La vérité c’est que, fatalement, il n’y a rien à trouver. Soul Society, ses tours blanches et sa hiérarchie, ce n’est qu’un Hueco Mundo ordonné car au fond le problème reste le même : ils sont désespérément vides et solitaires, de nuit, de jour, dans des tours ou dans le désert.
- Où on va ?
- Je ne sais pas encore, réfléchit Gin.
- Tu restes avec moi, dis ? Tu pars pas ?
- Pas dans l’immédiat.
Mais un jour, ça arrivera - nous sommes morts, des pauvres âmes, et il n’y a bien que ça d’éternel.
.
Un matin, il se réveille et il se souvient de son nom.

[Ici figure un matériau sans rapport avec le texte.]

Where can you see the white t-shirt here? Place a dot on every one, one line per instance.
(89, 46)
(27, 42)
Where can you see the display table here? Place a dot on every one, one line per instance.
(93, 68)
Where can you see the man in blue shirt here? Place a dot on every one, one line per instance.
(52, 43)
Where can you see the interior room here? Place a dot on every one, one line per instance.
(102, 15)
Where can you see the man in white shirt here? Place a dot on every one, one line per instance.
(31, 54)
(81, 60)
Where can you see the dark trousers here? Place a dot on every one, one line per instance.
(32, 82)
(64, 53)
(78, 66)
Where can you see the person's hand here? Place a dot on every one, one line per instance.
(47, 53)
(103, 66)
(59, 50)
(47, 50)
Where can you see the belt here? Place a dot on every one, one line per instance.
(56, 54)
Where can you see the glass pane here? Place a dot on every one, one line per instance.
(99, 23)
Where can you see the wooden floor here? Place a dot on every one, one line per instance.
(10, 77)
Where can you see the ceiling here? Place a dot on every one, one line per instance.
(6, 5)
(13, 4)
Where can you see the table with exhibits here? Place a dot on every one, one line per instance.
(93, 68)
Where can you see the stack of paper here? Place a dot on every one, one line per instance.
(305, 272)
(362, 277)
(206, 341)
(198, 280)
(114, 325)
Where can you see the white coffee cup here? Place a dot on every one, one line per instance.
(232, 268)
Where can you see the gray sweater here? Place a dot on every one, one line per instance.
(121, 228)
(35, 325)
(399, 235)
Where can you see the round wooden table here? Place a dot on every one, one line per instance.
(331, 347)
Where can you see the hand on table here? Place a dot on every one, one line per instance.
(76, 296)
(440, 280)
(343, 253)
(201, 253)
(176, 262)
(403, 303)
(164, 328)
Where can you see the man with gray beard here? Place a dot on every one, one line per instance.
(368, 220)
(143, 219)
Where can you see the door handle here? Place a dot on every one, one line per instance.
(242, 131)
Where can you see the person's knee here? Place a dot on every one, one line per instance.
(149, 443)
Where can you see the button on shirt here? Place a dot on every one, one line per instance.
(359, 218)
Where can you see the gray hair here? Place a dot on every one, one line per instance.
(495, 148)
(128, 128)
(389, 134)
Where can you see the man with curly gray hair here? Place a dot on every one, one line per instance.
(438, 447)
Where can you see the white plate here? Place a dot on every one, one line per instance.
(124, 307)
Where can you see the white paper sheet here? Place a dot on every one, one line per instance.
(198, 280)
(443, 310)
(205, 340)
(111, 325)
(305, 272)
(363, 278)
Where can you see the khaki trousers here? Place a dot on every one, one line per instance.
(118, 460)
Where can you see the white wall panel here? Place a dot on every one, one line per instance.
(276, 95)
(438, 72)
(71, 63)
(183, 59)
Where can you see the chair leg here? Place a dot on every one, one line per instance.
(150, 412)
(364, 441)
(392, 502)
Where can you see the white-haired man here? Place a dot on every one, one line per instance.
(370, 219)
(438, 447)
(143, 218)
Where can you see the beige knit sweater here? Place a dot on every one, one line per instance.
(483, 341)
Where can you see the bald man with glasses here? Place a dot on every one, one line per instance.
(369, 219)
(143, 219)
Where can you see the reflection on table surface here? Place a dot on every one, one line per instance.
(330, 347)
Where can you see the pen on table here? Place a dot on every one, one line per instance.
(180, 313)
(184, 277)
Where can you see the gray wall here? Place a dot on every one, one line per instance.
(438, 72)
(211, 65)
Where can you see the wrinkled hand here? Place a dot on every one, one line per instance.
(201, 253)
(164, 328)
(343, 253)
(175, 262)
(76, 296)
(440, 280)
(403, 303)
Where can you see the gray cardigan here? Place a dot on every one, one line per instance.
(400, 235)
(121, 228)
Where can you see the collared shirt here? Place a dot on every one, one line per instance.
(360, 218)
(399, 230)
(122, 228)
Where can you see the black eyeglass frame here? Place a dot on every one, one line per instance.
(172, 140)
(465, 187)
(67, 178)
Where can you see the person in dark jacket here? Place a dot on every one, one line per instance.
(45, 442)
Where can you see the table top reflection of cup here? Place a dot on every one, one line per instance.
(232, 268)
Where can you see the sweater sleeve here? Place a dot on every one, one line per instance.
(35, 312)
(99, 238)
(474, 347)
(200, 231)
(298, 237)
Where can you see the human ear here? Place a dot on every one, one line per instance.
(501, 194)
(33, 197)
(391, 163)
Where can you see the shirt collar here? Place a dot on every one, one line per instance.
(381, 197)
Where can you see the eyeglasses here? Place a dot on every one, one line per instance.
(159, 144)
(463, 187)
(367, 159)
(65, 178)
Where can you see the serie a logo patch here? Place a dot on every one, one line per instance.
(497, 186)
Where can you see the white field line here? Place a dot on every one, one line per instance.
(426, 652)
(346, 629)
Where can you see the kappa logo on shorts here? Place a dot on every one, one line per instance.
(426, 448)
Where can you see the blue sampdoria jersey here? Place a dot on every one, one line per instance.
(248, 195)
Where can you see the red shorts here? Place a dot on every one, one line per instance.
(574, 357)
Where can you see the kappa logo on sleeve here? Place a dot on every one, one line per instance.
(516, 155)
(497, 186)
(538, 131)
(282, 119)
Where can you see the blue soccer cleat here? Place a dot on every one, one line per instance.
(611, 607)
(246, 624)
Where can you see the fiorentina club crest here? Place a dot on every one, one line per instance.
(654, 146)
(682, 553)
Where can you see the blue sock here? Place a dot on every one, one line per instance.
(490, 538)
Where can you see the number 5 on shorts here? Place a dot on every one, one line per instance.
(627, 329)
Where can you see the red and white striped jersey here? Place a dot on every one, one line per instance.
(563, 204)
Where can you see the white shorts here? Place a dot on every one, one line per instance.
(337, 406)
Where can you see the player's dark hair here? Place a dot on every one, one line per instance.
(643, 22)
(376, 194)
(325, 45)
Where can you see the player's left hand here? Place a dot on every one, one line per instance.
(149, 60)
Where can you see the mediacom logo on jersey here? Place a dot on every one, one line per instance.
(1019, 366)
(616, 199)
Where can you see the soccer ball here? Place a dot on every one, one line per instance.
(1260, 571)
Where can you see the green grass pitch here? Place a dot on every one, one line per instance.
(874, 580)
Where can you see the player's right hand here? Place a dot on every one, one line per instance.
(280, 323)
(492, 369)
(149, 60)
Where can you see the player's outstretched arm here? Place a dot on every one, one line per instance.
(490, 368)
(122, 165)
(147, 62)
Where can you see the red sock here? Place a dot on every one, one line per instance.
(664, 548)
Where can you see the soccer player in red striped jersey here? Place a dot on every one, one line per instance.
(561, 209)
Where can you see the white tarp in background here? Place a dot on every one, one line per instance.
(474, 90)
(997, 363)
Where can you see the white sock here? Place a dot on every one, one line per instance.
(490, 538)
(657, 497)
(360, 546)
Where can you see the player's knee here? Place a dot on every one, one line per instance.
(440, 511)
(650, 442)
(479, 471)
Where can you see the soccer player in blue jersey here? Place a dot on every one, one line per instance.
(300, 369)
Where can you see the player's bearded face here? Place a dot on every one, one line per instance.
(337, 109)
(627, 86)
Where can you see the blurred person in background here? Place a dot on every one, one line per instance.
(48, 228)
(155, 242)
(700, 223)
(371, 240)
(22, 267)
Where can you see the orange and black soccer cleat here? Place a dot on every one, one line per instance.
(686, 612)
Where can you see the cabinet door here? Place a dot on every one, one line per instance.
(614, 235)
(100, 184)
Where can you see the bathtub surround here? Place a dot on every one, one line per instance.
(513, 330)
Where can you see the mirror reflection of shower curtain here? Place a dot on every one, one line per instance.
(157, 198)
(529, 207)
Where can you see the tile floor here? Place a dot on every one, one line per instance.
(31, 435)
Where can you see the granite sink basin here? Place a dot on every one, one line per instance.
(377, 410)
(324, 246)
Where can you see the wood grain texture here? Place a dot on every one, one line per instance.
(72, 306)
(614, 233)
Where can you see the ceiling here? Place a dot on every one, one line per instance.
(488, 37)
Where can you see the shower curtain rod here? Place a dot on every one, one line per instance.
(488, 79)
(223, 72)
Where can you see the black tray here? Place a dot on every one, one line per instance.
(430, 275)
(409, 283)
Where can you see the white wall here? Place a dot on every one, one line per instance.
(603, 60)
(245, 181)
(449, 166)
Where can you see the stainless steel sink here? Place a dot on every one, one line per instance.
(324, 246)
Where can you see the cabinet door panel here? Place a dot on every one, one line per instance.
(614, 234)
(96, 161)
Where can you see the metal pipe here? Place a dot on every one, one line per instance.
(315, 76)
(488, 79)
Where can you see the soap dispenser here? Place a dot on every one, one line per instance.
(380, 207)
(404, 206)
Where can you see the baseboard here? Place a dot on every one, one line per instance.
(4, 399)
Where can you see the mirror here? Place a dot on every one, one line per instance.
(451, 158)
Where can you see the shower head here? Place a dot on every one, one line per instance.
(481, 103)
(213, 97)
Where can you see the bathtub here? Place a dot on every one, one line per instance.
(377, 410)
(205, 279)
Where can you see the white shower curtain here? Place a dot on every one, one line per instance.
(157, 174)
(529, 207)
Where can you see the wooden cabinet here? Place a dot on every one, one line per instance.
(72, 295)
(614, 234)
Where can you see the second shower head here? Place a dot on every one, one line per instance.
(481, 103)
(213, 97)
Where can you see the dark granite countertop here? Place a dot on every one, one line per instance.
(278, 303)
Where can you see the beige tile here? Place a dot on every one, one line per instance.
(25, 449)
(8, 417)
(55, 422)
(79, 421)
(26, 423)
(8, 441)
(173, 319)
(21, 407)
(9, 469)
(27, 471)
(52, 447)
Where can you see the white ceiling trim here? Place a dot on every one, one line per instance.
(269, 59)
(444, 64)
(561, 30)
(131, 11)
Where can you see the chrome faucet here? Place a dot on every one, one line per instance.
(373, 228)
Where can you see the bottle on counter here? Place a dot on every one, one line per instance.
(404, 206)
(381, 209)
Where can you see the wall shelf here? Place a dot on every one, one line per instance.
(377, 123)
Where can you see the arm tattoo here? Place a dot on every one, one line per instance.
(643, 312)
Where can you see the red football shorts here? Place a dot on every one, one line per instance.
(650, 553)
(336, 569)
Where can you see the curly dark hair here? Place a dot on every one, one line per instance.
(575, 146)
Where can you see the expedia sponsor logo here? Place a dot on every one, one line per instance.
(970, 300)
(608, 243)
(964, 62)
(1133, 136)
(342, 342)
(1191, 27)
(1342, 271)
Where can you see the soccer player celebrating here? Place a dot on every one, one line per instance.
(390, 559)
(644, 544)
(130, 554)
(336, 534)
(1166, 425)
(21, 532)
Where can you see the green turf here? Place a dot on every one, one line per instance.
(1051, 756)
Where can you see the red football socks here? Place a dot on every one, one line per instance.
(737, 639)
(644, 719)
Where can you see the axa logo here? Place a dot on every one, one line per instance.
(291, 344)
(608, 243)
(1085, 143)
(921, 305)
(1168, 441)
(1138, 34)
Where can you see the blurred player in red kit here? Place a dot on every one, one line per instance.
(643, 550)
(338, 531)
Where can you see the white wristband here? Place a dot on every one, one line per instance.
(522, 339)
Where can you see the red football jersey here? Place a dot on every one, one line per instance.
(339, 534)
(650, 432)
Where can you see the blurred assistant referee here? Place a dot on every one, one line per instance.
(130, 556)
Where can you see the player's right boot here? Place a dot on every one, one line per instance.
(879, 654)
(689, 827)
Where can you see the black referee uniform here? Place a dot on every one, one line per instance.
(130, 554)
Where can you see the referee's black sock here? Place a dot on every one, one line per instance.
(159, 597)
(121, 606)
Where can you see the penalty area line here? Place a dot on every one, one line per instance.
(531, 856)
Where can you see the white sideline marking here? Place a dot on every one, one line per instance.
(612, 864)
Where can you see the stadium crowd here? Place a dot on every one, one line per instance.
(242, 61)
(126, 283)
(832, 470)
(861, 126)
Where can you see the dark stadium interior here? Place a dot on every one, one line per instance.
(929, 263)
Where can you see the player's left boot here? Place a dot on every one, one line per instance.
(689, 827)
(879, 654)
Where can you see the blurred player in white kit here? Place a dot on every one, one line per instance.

- Ichigo, dit-il tout haut, et le curieux rêve de sa mort lui parvient par bribes alors qu’il erre dans les brumes ensablées d’un monde dans lequel il a voulu aller. Il n’ignore pas ce qui arrive, ici là ou là-bas, pour avoir passé des mois partout mais ne s’être jamais décidé. Son héritage, c’est sa solitude, cette certitude qu’il a toujours eue qu’aucune terre n’existera jamais pour l’accueillir.
Ça lui importe peu.
- Ichigo au reiatsu bleu, se moque Gin.
Rien n’est éternel, et un matin l’un se réveillera sans trouver l’autre (pourtant chaque soir, chacun prie pour que ça n’arrive pas, mais ils le savent tous les deux : rien n’est éternel, sauf peut-être la mort, les conneries de Soul Society, Aizen, et le vieux Capitaine Commandant).